Heteronormativity: What It Is and How It Affects You

Heteronormativity: What It Is and How It Affects You

As both an affirmative and a systemic therapist, I hold a high value in not assuming any of my clients’ personal struggles with family, relationships, or individual issues such as depression, anxiety, grief, or loss. This means that I do not hold my own personal values as a gay man toward any of my heterosexual clients (and I have had many!). Similarly, as a white male, I do not expect for any of my other clients of different cultures and races to have the same views and perspectives that I do. In the couples work I do, I make it a point to maintain therapeutic neutrality where I make sure to not overidentify with one spouse over the other in order to maintain a non-judgmental environment to facilitate change. All of this encompasses the technique that the therapist needs to live in the here-and-now and be constantly aware of their own biases.

Having said this, the topic of this blog is heteronormativity. Have you heard of this concept and have you ever thought of how it affects you, regardless of what sexual orientation you are? Heteronormativity is defined as the belief system that heterosexuality and binary gender roles are the only norms that exist and can be applied to every individual in society. This belief system is fundamentally flawed and yet is sadly still a widely accepted viewpoint. Regardless of how aware one is of their own beliefs, this detrimental and psychologically damaging imposition applies to everyone. It also affects society as a whole, families and their subsystems, couples and their dyadic patterns, and individuals in their personal growth and mental health.

It is rather easy to think that a non-homophobic heterosexual male or female does not have any part in heteronormative contribution. However, heteronormativity can be manifested both consciously and, more dangerously, subconsciously. Imposing heterosexual views on the LGBT community happens in every situation: work, home, in social settings, etc. It is wise for everyone, regardless of what gender or orientation to not over- or under-assume anyone’s struggles, perspectives, or values. For example, a straight couple telling a gay or lesbian couple to get married is an example of a micro-aggression as this would be imposing a heteronormative view on a minority couple who may not even believe in legal marriage, a largely heterosexual institution that has just recently become legal for same-sex couples. Assuming that an LGBT couple is monogamous is another example of heteronormativity. Without discounting non-monogamous heterosexual couples, it would be wise to assume that not every couple, regardless of their sexual orientation, practices monogamy.

Heteronormativity also exists both outside the counseling room as well as inside of it. Within the LGBT community, heteronormativity can manifest itself through internalized homophobia. As a gay LGBT affirmative therapist, I have seen this rear its ugly head both in the counseling room as well as in some of the relationships I have seen. For those who do not know of internalized homophobia, it is a phenomenon where individuals identify as LGBT and still retain prejudiced, hateful, or shame-based views toward other members of their community. A common example would be a stereotypically masculine gay male, thinking that other gay men can be considered “too gay”. Even though much research still needs to be done on this, this is absolutely a byproduct of the heteronormativity that was imposed on them from their family belief system. In couples, this phenomenon can multiply when one internally homophobic partner thinks that the other partner is embarrassing the relationship by being “too gay”. This can cause reciprocal guilt, shame, hostility, or embarrassment in the other partner being accused.

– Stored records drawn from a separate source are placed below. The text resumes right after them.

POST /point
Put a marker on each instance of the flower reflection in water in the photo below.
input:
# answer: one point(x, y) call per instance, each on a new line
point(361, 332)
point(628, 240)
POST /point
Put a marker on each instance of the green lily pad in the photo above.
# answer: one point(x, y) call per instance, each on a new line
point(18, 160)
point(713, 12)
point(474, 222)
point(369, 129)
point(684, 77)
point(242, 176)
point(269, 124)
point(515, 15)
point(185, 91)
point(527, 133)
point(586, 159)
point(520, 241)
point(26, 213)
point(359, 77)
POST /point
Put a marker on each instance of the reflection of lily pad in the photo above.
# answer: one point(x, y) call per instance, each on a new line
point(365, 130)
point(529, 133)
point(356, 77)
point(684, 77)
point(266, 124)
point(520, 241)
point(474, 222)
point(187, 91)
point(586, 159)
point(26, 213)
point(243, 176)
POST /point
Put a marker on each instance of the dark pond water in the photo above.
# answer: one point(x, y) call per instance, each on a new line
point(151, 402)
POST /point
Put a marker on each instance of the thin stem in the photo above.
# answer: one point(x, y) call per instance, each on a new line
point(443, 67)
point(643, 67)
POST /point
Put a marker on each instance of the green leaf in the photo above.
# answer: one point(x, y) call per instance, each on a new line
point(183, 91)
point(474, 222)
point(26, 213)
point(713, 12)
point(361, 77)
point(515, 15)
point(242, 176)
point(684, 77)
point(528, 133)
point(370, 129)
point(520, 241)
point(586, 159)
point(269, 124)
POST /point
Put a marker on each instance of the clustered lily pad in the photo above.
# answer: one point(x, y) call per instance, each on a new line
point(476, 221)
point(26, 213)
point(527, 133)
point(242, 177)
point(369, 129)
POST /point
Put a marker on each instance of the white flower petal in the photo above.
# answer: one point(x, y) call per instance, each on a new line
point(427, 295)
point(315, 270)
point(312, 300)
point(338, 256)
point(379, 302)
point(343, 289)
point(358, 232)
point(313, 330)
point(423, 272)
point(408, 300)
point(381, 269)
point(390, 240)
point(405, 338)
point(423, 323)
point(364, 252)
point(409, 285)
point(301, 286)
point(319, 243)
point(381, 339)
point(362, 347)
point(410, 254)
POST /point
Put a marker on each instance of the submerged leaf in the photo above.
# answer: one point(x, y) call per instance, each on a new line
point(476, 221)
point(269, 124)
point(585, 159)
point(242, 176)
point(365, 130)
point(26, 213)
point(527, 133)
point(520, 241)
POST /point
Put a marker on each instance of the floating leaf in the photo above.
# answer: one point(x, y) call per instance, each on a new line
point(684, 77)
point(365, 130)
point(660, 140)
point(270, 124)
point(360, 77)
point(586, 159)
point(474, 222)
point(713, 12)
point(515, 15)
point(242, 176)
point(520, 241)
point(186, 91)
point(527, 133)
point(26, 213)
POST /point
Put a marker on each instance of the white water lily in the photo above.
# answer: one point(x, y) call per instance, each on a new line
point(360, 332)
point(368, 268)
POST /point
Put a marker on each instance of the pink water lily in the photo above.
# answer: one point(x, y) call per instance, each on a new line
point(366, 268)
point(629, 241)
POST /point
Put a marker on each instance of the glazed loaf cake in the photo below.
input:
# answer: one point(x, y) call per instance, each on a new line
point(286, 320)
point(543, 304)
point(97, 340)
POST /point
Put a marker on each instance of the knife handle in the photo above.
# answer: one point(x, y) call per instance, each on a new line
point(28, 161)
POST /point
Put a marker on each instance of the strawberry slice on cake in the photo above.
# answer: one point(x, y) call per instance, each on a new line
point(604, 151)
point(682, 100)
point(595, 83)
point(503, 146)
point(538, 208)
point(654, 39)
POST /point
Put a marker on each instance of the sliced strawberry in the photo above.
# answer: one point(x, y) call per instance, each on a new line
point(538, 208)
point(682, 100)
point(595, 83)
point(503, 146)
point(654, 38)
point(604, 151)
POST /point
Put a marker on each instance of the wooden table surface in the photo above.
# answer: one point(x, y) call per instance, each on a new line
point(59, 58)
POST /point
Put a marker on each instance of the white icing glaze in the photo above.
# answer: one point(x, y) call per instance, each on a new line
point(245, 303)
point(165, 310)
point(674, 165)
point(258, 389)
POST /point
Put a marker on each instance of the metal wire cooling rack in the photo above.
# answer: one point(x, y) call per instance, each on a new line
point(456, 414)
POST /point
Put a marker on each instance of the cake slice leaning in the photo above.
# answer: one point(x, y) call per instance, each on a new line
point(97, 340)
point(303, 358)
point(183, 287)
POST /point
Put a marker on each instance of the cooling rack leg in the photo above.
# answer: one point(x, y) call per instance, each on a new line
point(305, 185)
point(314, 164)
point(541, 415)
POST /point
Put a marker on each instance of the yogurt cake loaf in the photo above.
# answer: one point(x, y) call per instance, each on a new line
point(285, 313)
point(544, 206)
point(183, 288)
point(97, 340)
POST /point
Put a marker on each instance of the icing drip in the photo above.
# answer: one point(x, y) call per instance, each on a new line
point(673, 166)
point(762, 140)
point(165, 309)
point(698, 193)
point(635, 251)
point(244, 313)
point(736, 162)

At the opposite end of the counseling spectrum, heteronormativity can also exist in counselors who have not been properly educated on imposing their own views on LGBT clients. Heteronormative transgressions include telling a trans client that they should date more and not properly utilizing gender pronouns when referring to a trans client. It would be ideal for heterosexual counselors treating the LGBT population to be aware of their own heterosexual privilege and how it could potentially inhibit the therapeutic relationship. It would be especially useful for heterosexual males treating LGBT clients to be aware of their privilege as research indicates that they are less likely to be cognizant than are heterosexual female counselors of how heterosexuality can privilege someone. Contrarily, LGBT affirmative therapists treating heterosexual clients should be aware of their own biases and how therapeutic progress could be compromised.

If readers are still foggy on the idea of heteronormativity as well as its impact, I will speak from personal experience as a gay man. I grew up in a traditional Southern household. As both the only boy in my family as well as an only child, heterosexual pressure from several family members was placed on me to grow up, get married, and have children. Gender norms were also imposed on me, and I was constantly told by family that boys were supposed to act a certain way and were not supposed to do anything or be interested in anything that was too “girly” or feminine. I was expected to participate in masculine activities like basketball and race cars, and I was chastised if I acted too feminine or “not man enough”. This alone was damaging growing up as it ended up affecting my self-worth and relationships. There was a period where I began to lie to myself and try to make myself “straight”, further damaging my relationships. I was not only lying to myself, but to my friends and family.

Having endured this personal struggle of mine, I feel that it is my duty to help not only members of my community who are going through hardships brought on by a heterosexist world but also to my heterosexual allies who want to understand our struggles more in depth. I hope that this blog has been helpful and will assist readers of all genders and sexualities in understanding heteronormativity and its many dangers a little bit more.